L’acquirente di un immobile, dopo aver firmato l’acquisto e pagato i relativi diritti, ne ha chiesto la restituzione perché, poco dopo l’acquisto, prima ancora di aver pagato il prezzo, aveva rinunciato a tale acquisto. Il venditore ha ammesso questa rinuncia e le due parti hanno firmato una transazione.

Una disposizione del Codice Fiscale

Essendo stata “risolta” la vendita, cioè annullata, ritrovandosi tutti nella situazione precedente, l’acquirente aveva chiesto all’erario la restituzione dei dazi pagati, ma si era trovato di fronte ad un rifiuto. La legge esclude la restituzione, ha affermato l’amministrazione fiscale. Tuttavia, ha osservato l’ex acquirente, c’era una ragione reale per questo annullamento.

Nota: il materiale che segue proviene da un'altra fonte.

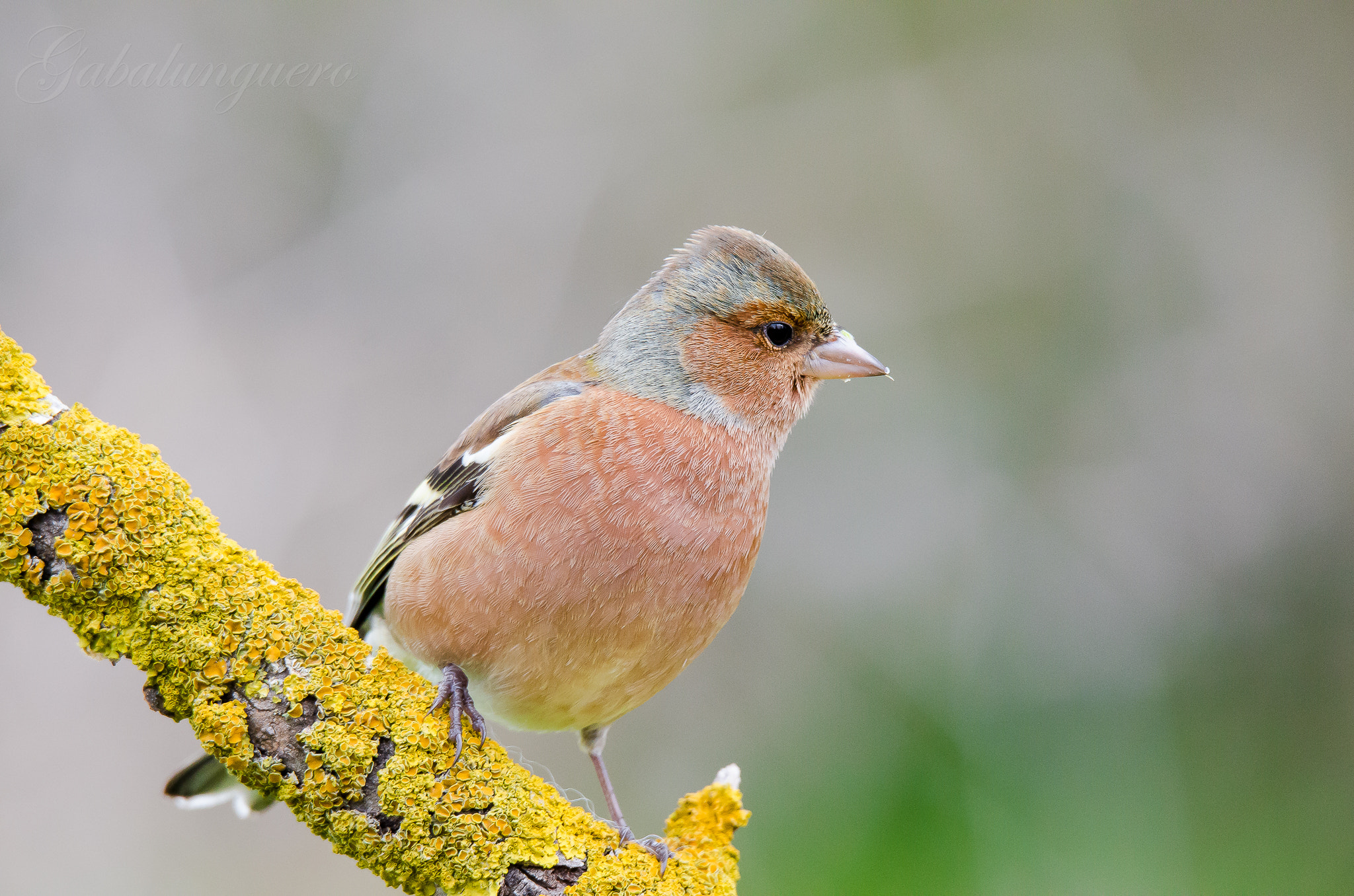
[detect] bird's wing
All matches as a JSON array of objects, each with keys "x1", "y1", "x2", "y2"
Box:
[{"x1": 348, "y1": 376, "x2": 590, "y2": 634}]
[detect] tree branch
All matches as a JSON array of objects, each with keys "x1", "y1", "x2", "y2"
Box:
[{"x1": 0, "y1": 333, "x2": 747, "y2": 896}]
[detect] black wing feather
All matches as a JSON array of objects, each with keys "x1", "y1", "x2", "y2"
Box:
[{"x1": 348, "y1": 381, "x2": 589, "y2": 635}]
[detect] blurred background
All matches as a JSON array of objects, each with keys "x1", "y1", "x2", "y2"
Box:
[{"x1": 0, "y1": 0, "x2": 1354, "y2": 896}]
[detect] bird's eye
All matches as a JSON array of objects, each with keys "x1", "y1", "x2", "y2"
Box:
[{"x1": 765, "y1": 320, "x2": 795, "y2": 348}]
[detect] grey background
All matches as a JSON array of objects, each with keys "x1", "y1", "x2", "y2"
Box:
[{"x1": 0, "y1": 1, "x2": 1354, "y2": 895}]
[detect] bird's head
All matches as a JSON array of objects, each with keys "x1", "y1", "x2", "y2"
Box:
[{"x1": 590, "y1": 227, "x2": 888, "y2": 437}]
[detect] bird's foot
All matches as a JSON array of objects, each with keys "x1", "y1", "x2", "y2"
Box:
[
  {"x1": 428, "y1": 663, "x2": 485, "y2": 765},
  {"x1": 620, "y1": 824, "x2": 673, "y2": 877}
]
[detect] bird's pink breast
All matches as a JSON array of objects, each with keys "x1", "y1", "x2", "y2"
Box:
[{"x1": 386, "y1": 387, "x2": 779, "y2": 729}]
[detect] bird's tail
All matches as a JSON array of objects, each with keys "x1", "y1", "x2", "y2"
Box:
[{"x1": 165, "y1": 757, "x2": 275, "y2": 817}]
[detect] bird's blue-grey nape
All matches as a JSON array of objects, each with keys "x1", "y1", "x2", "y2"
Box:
[{"x1": 589, "y1": 226, "x2": 833, "y2": 429}]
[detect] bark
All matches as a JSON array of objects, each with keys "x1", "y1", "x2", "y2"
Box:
[{"x1": 0, "y1": 333, "x2": 747, "y2": 896}]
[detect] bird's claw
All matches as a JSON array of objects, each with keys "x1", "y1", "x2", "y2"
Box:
[
  {"x1": 428, "y1": 663, "x2": 486, "y2": 765},
  {"x1": 620, "y1": 825, "x2": 673, "y2": 877}
]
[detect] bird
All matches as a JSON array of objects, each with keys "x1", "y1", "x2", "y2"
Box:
[{"x1": 167, "y1": 226, "x2": 888, "y2": 866}]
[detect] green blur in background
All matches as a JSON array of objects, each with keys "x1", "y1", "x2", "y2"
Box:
[{"x1": 0, "y1": 0, "x2": 1354, "y2": 896}]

Qualunque sia il motivo, ha osservato la Corte di Cassazione, qualunque sia il motivo per cui la vendita è stata risolta, ad esempio il mancato soddisfacimento di una condizione successiva prevista, l’esercizio di un diritto di riscatto o anche il mancato pagamento del prezzo, dazi regolarmente riscossi perché dovuti al momento del loro pagamento “non sono soggetti a restituzione” secondo il codice tributario generale.